Es ist schön, wenn man erlebt, wie der Heilige Geist die eigene Gefühlswelt umgestaltet und man anfängt, sich über die Dinge zu freuen, die auch Gott freuen, und man traurig ist über alles, was auch Gott traurig macht.

Was machst du, wenn es dir schlecht geht? Wohin mit den Gefühlen?

Musik kann hier helfen. Da kann man das oben beschriebene Kompensationsprinzip anwenden. Geht es mir schlecht, höre ich Musik, die positiv auf mich wirkt. Evtl. Anbetungslieder, die meinen Blick und meine Gedanken auf Gott lenken.

Natürlich hilft das Gebet, das Lesen von Gottes Wort, das Reden mit anderen Menschen.

Wichtig finde ich, dass ich es nicht in mich hineinfresse, oder meine schlechte Verfassung an anderen auslasse.
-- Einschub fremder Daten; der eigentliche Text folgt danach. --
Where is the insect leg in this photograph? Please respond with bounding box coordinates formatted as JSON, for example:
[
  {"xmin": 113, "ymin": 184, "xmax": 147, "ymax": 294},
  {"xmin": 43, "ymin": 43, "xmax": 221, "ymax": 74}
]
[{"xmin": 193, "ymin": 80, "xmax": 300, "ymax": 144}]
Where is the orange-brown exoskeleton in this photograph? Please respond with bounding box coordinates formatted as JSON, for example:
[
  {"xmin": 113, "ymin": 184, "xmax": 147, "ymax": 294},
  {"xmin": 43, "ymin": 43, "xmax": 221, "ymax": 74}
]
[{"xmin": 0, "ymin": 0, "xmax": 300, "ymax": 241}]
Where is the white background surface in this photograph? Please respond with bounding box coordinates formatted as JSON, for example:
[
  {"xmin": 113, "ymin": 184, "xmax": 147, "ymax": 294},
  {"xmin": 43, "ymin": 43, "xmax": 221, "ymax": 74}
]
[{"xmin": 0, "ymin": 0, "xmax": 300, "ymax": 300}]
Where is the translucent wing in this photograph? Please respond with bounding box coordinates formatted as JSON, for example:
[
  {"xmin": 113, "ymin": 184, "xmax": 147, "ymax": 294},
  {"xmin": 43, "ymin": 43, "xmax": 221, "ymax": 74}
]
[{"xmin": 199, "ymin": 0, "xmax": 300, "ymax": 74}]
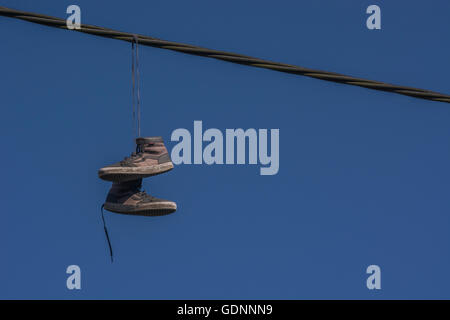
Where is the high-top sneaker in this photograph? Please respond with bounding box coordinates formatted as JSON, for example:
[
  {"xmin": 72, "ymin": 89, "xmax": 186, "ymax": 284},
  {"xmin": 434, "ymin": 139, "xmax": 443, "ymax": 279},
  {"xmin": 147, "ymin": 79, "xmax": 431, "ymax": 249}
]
[
  {"xmin": 98, "ymin": 137, "xmax": 173, "ymax": 182},
  {"xmin": 104, "ymin": 179, "xmax": 177, "ymax": 216}
]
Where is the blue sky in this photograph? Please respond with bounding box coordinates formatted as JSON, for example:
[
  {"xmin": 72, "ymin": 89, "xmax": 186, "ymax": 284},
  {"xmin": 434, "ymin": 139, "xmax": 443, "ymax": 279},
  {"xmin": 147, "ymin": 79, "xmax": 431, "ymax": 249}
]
[{"xmin": 0, "ymin": 0, "xmax": 450, "ymax": 299}]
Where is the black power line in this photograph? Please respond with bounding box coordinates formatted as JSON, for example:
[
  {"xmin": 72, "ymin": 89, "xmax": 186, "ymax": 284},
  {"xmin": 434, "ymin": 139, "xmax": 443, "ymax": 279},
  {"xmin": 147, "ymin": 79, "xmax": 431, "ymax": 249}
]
[{"xmin": 0, "ymin": 6, "xmax": 450, "ymax": 103}]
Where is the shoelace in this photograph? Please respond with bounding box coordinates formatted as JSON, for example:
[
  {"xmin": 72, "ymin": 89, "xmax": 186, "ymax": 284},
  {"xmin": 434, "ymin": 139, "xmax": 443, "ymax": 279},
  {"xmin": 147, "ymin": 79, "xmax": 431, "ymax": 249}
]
[
  {"xmin": 120, "ymin": 145, "xmax": 142, "ymax": 165},
  {"xmin": 101, "ymin": 205, "xmax": 114, "ymax": 263}
]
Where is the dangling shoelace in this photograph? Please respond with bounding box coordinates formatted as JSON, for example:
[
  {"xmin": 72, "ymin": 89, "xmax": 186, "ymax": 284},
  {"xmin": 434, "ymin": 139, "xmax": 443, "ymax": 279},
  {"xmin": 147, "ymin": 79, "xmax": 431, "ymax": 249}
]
[{"xmin": 101, "ymin": 204, "xmax": 114, "ymax": 263}]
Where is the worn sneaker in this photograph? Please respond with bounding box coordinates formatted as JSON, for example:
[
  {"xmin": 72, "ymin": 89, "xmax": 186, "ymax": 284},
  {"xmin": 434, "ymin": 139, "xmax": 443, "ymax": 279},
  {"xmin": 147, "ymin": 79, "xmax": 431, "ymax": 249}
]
[
  {"xmin": 98, "ymin": 137, "xmax": 173, "ymax": 182},
  {"xmin": 103, "ymin": 179, "xmax": 177, "ymax": 216}
]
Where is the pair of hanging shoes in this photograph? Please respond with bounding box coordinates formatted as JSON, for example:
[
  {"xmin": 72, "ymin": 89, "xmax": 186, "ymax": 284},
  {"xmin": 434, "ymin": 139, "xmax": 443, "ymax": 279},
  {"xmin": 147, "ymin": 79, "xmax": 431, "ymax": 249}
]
[{"xmin": 98, "ymin": 137, "xmax": 177, "ymax": 216}]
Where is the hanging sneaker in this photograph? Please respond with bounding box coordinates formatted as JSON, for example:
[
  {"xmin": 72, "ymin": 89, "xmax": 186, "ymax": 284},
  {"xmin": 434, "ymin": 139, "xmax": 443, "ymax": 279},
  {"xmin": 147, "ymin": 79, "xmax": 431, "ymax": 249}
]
[
  {"xmin": 98, "ymin": 137, "xmax": 173, "ymax": 182},
  {"xmin": 103, "ymin": 179, "xmax": 177, "ymax": 216}
]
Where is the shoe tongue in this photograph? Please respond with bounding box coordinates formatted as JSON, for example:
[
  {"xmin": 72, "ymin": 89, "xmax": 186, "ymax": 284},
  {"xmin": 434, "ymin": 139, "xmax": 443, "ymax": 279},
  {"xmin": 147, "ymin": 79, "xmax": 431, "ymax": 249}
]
[
  {"xmin": 136, "ymin": 137, "xmax": 163, "ymax": 146},
  {"xmin": 113, "ymin": 179, "xmax": 142, "ymax": 191}
]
Da braucht jeder so seine Strategien. Ich persönlich muss aufpassen, dass ich Negatives nicht zu lange für mich behalte. Ich brauche immer etwas Zeit, bis ich darüber reden kann.

Wie gehe ich mit Bibelversen wie „Freut euch allezeit“ (Phi 4,4) oder „Fürchtet euch nicht“ (Jes 44,8) um, wenn ich das gerade nicht fühle?

Ehe ich meine Gefühle überhaupt verstehe, können durch diese Bibelverse noch Schuld- und Schamgefühle hinzukommen. Und schon stecke ich in einem Teufelskreis fest, der mich eher weiter von Gott entfernt, als mich ihm näherzubringen. Das kann nicht Gottes Absicht sein!

Angelika Heinen vergleicht bei einem Artikel bei erf.de diese Annahme über Gefühle mit einem Farbkasten, der den Hinweis enthält, dass alle dunklen Farben nicht verwendet werden dürfen, weil von ihnen giftige Dämpfe ausgehen. Wir würden uns doch fragen, warum diese Farben dann überhaupt im Kasten enthalten sind!

Weiter schreibt sie: „Wenn ich Gott als Schöpfer ernst nehme und den Menschen in seinem ganzen Sein als Gottes gutes Geschöpf ansehe, dann gehören meine Gefühle zur seelischen Grundausstattung, die er mir mitgegeben hat. Wie könnte er von mir verlangen, einen Teil davon zur Seite zu drängen?

Wie ein Bild durch dunklere Farbabstufungen an Tiefe und Kontrast gewinnt, wird mein Leben erst dann ein buntes Gesamtkunstwerk, wenn ich die ganze Palette der mir zur Verfügung stehenden Emotionen ausschöpfe. Entscheidend ist der gesunde Umgang mit unangenehmen Gefühlen, nicht sie aus der Farbpalette zu entfernen.“

Mir ist bei der Predigtausarbeitung bewusst geworden, wie wichtig ein wahrhaftiger Glaube ist. Der auch Schwierigkeiten und Gefühle zulässt. Und ich kann daran arbeiten, ein gesundes Verhältnis von Glaube und Gefühlen zu leben. Dazu möchte ich ermuntern.